Here is how we use it:

python code-highlight
from sentence_transformers import CrossEncoder

reranker = CrossEncoder("cross-encoder/ms-marco-MiniLM-L-6-v2")

def rerank_and_prune(
    query: str,
    chunks: list[Chunk],
    top_k: int = 10,
    min_score: float = 0.3,
) -> list[Chunk]:
    """
    Re-rank chunks using cross-encoder, then prune
    to top_k results above the minimum score threshold.
    """
    pairs = [(query, chunk.text) for chunk in chunks]
    scores = reranker.predict(pairs)

    scored_chunks = sorted(
        zip(chunks, scores),
        key=lambda x: x[1],
        reverse=True,
    )

    return [
        chunk for chunk, score in scored_chunks[:top_k]
        if score >= min_score
    ]

Two parameters matter here. top_k controls how many chunks survive. min_score is a quality floor. If re-ranking reveals that even the best candidate has a score below 0.3, you probably do not have relevant documents at all, and the system should say so rather than hallucinate from weak context.

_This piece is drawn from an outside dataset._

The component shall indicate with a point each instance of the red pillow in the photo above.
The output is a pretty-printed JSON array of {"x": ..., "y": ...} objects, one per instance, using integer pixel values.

We settled on top_k=10 and min_score=0.3 after testing on about 500 question-answer pairs. Your thresholds will be different depending on your corpus and use case. The point is to tune them empirically, not to guess.

Key takeaway: A cross-encoder re-ranker adds roughly 120 milliseconds of latency but eliminates 80-90% of candidate chunks. It costs orders of magnitude less than sending those extra chunks to the LLM, and the relevance scoring is far more precise than cosine similarity alone.

One subtlety that took us a while to learn: the re-ranker's effectiveness depends heavily on chunk size. If your chunks are too large (say, entire document sections of 2,000 tokens), the cross-encoder struggles because it is attending to a lot of irrelevant text within each chunk. If chunks are too small (50 tokens), it lacks enough context to judge relevance. We found that 300 to 500 token chunks with 50-token overlaps worked best for our financial documents.

How Do Dynamic Context Budgets Work?#

Not every query needs the same amount of context. "What was Q3 revenue?" is a lookup. The answer is a single number in a specific document. Sending 32K tokens of context for that is wasteful. On the other hand, "Compare our revenue growth trajectory across Q1 through Q4 and identify which product lines drove the acceleration" genuinely needs a lot of context because the answer requires synthesizing information from multiple documents.

Dynamic context budgets solve this by classifying queries into complexity tiers and allocating context accordingly.

We use three tiers:

TierContext budgetExample queries
Simple lookup4K-8K tokens"What was Q3 revenue?", "Who is our CFO?"
Moderate analysis16K-32K tokens"Summarize key risks from the 10-K", "What changed between Q2 and Q3 guidance?"
Complex synthesis32K-48K tokens"Compare product line performance across all quarters and identify trends", multi-document analysis

The classifier is a small prompted model call. We feed it the user query and ask it to categorize into one of the three tiers, returning a JSON object with the tier and a confidence score. If confidence is below 0.7, we default to the moderate tier. The classifier prompt includes a few examples of each tier to anchor it.

python code-highlight
CLASSIFIER_PROMPT = """Classify this query into a complexity tier.

Tiers:
- simple: Fact lookup, single data point, yes/no question
- moderate: Summary, comparison of 2-3 items, trend in one dimension
- complex: Multi-document synthesis, cross-quarter analysis, causal reasoning

Examples:
- "What was Q3 revenue?" -> simple
- "Summarize the risk factors" -> moderate
- "Compare all product lines across 4 quarters" -> complex

Query: {query}

Return JSON: {"tier": "simple|moderate|complex", "confidence": 0.0-1.0}"""

The budget is not a hard cap. It is a target that controls how many chunks the retrieval pipeline returns. If re-ranking produces only 3 high-quality chunks totaling 1,500 tokens for a simple query, we do not pad it to reach 8K. The budget is an upper bound.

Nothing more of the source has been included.